Furthermore, these extracts also had multiple actions such as remarkable NO production in endothelial cells related to vasorelaxation and secretory phospholipase A2 activity (Fig. 4). The productions of nitric oxide in the treated groups were also inhibited according to vasorelaxation of blood vessel in the alcohol extract of BTQ, BIC, BIL and BIQ (Fig. 3). There was also no cytotoxicity observed for the bumblebee extracts in XTT assay (data not shown).

Fig. 4.

Secretory phospholipase A2 activity of various bee alcohol extract. * Sample Conc.: 200mg/ml.

Fig. 3.

Effects of the various bumble bee extract on nitric oxide production activity in CPAE cells.

DISCUSSION

In order to identify the best bumblebee extracts for the control of inflammation reaction, we made alcohol extracts of the larva, pupa, queen and cocoon of B. ignitus and B. terrestris, and B. h. sapporoensis, and tested their medicinal activities. The anti-inflammatory activity of Hymenoptera, bumblebee alcohol extract was examined by using adjuvant- induced edema and arthritis in rats. In the previous report, B. ignitus alcohol extracts did not show acute toxicity at 0.04, 0.2, 1 or 5 g/kg (Ahn . Each alcohol extract from B. ignites queens, B. terrestris queens and B. ignites cocoons, decreased the hind paw edema after 1 day of ip administeration. Also, the extracts contributed to vasorelaxation on NO production increases in CPAE cells. These results suggest that bumbleebee alcohol extract has potential as a crude ant-inflammatory drug and vasorelaxation agent.
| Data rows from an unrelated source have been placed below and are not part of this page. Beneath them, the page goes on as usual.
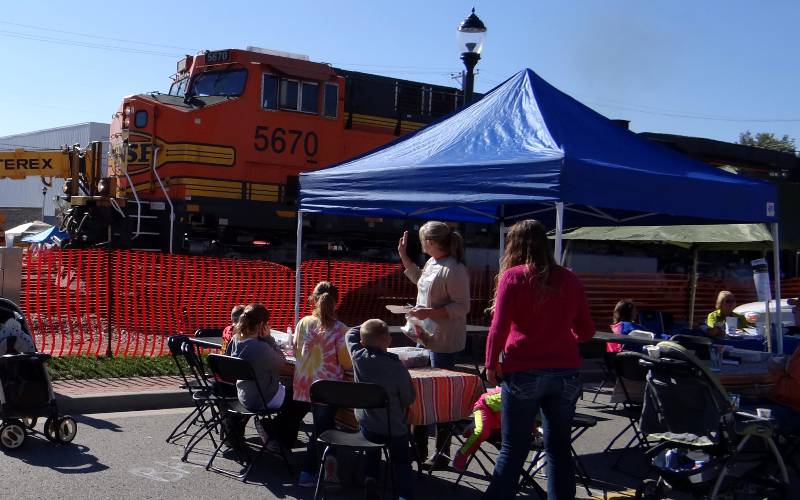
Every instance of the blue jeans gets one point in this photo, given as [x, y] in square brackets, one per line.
[323, 421]
[555, 392]
[399, 451]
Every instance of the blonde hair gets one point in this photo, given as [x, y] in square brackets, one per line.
[448, 240]
[324, 299]
[253, 316]
[373, 330]
[722, 296]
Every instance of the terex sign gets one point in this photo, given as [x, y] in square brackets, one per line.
[19, 164]
[28, 164]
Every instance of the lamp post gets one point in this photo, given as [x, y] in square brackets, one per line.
[471, 35]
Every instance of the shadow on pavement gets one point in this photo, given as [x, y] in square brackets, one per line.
[63, 458]
[98, 423]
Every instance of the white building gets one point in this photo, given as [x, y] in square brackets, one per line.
[22, 200]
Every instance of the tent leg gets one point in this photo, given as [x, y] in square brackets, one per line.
[502, 246]
[776, 255]
[559, 232]
[693, 288]
[298, 257]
As commercial bee venom, the secretary phospholipase A2 levels of queen of B. ignitus extract was higher than those of other bumblebee extracts, and had antiinflammatory activity and articular cartilage destruction repair, this is deemed to be the most effective agent for this purpose.

Table 1.

Yield and chemical composition of various bumblebee extracts used in this study

Sample		BIC	BHSPL	BTQ	BIQ
Yield (%)		3.8	17.6	2.4	7.5
Fat (%)		14.19	4.05	4.80	14.19
Preotein (%)		12.61	10.78	17.23	35.13
Ash (%)		2.37	2.45	5.63	7.05
Ca (%)		0.02	0.03	0.03	0.05
P (%)		0.42	0.42	1.37	1.65
K (%)		0.65	0.65	1.60	2.15
Na (%)		0.1	0.1	0.16	0.24
Mg (%)		0.05	0.05	0.03	0.04
Fe (ppm)		31.40	31.40	88.88	171.17
Mn (ppm)		2.19	2.19	2.98	8.87
Zn (ppm)		33.20	33.20	51.34	53.31
Cu (ppm)		9.35	9.35	12.30	28.07
Amino acid composition (%)	Cys	0.094	0.063	0.094	0.120
	Met	0.032	0.098	0.232	0.427
	Asp	0.273	0.339	0329	1.523
	Thr	0.123	0.207	0.230	0.868
	Ser	0.155	0.226	0.247	0.761
	Glu	0.478	0.960	1.469	3.479
	Gly	0.261	0.378	0.451	1.335
	Ala	0.195	0.387	0.704	1.456
	Val	0.189	0.360	0.316	1.045
	Ile	0.114	0.221	0.250	0.935
	Leu	0.198	0.383	0.414	1.690
	Tyr	0.055	0.211	0.064	0.359
	Phe	0.069	0.177	0.137	0.616
	Lys	0.103	0.213	0.380	1.505
	His	0.052	0.143	0.161	0.317
	Arg	0.058	0.141	0.408	0.726
	Pro	0.629	0.900	0.562	1.422

BIC: clony shell of B. ignitus extract, BHSPL: clony of B. h. sapporoensis extract, BIQ: Queen of B. ignitus extract, BTQ: Queen of B. terrestris extract.